Wednesday, June 11, 2008

How to Hire Stars for your BtoB
Telephone Sales Team

Finding and hiring the one in ten people who can succeed in selling business products and services by telephone is one of the great challenges of managing an inside sales team.

To begin with, standard sales hiring techniques are about as useful as spin the bottle in determining who will be successful in selling over the telephone. Selling by phone is as much about inborn talent as it is about training and experience.

Secondly, unless you observe some well-established parameters for hiring a b-to-b sales team, you’ll face an uphill battle you might not be able to win. These parameters are:

A. The more involved and technical the sale the more you’ll need full-time sales reps with industry and sales experience, especially where multiple call-backs and decision-makers are involved. Part-time and at-home workers are very unlikely to work out over time.

B. Telephone sales candidates should be interviewed over the telephone. If they can’t sell themselves over the phone they won’t be good at selling your products and services.

C. Don’t let how a telephone sales candidates looks or dresses decide whether you hire them (remember, prospects can’t see them). What you really want is someone who looks good in the mind of the person on the other end of the line.

D. Before recruiting and interviewing telephone sales people, set up a system for evaluating and documenting what you hear on the telephone interview so you can compare candidates accurately.

You can dramatically improve your chances of finding telephone sales stars by organizing the hiring interview into key characteristics. During the phone interview you can score each of them from one to five as follows:

1. Experience: Previous sales and industry experience count for a lot. Award a candidate points for every year of related experience.

2. Voice Quality: Score for a regionally-neutral accent, clear
pronunciation, good vocabulary, rate of speech, and most of all the tone of the voice. Tone is especially critical because it projects professionalism, enthusiasm and confidence. Deduct points if you sense nervousness, hesitancy, timidity or lack of confidence.

3. Call Opening: Score how well the candidate opens the interview call. Did they give their name and reason for calling? Did they sound confident?

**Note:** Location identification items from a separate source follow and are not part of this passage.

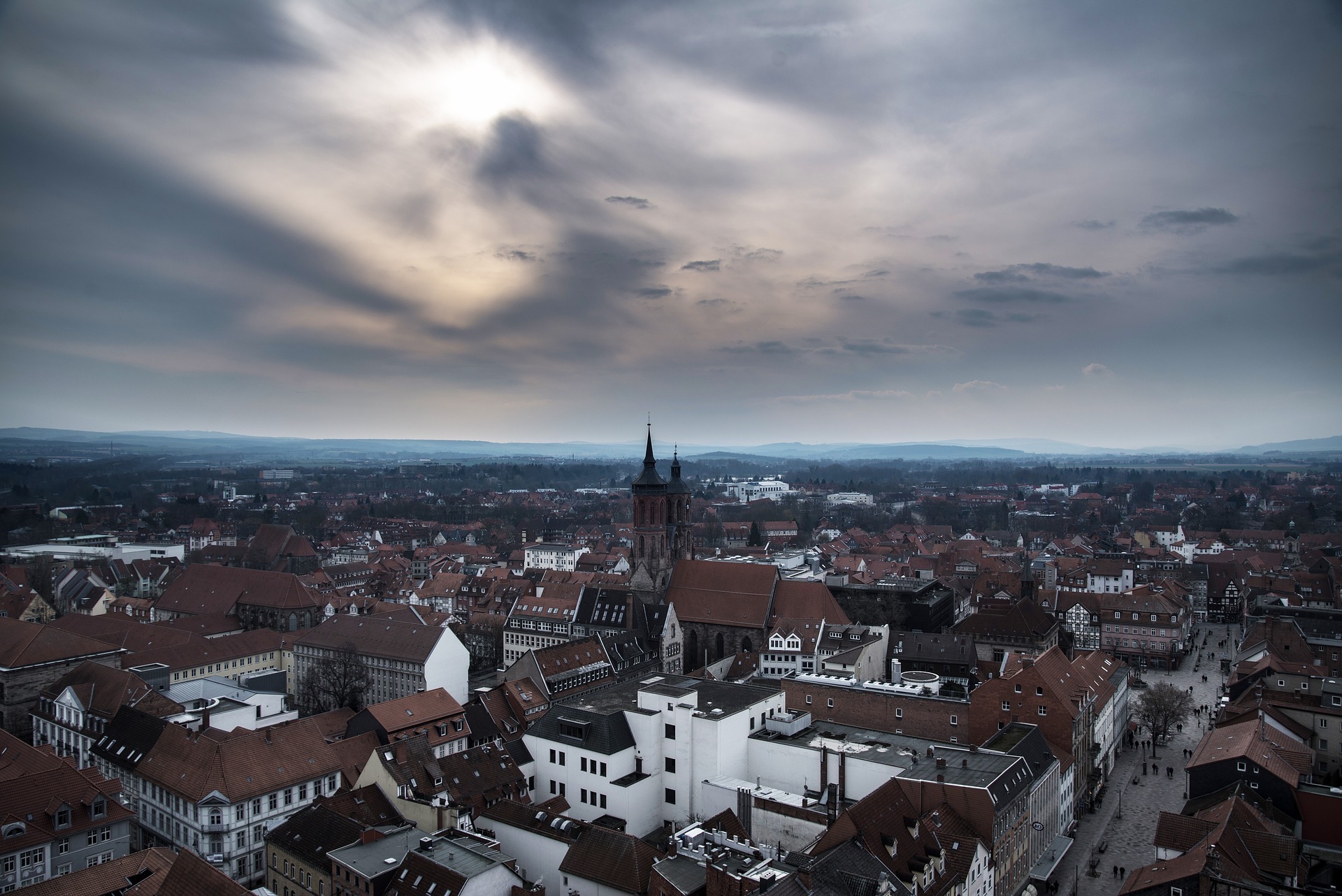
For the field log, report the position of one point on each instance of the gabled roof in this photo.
(203, 589)
(239, 765)
(315, 830)
(722, 593)
(33, 644)
(1257, 742)
(148, 868)
(415, 711)
(807, 601)
(103, 690)
(611, 859)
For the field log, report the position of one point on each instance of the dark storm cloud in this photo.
(1002, 277)
(1190, 222)
(986, 318)
(1012, 294)
(1016, 273)
(513, 153)
(767, 347)
(872, 347)
(1280, 263)
(150, 224)
(633, 201)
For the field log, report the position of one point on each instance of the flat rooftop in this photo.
(712, 695)
(909, 757)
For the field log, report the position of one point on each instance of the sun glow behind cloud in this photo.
(415, 198)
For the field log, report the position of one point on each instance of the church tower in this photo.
(651, 519)
(679, 530)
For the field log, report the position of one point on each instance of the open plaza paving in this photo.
(1133, 801)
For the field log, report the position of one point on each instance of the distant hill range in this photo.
(27, 442)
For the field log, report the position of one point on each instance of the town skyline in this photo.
(1113, 229)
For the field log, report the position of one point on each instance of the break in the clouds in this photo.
(252, 216)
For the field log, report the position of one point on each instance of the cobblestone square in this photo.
(1142, 797)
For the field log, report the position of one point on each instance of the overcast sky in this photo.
(1117, 224)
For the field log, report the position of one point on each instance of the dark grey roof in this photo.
(847, 869)
(312, 832)
(481, 723)
(682, 872)
(603, 607)
(128, 738)
(1027, 742)
(728, 697)
(605, 732)
(516, 749)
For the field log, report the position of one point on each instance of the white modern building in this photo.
(748, 491)
(640, 750)
(558, 557)
(850, 498)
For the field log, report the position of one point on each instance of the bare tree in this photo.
(338, 679)
(1164, 707)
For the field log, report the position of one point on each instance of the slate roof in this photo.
(147, 868)
(103, 690)
(607, 732)
(33, 644)
(375, 636)
(129, 737)
(217, 591)
(1257, 742)
(367, 805)
(240, 765)
(312, 832)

4. Rapport: This key predictor of sales success is difficult to quantify but you’ll know it when you hear it. Does this person have the ability to make
you trust them? Do they sound believable? Are they able to communicate their personal strong points?

5. Closing: Do they ask for the order – the chance to be hired – or to further the process of consideration? Do they paraphrase your comments about the job and tell you why they will be great at it?

Finally, if you already have a telephone sales team it would be good idea to score them on a phoned sales presentation to you (or someone you designate) on the same characteristics you use in the hiring process. This will allow you compare one to another and to a group score and understand better where they need training and mentoring.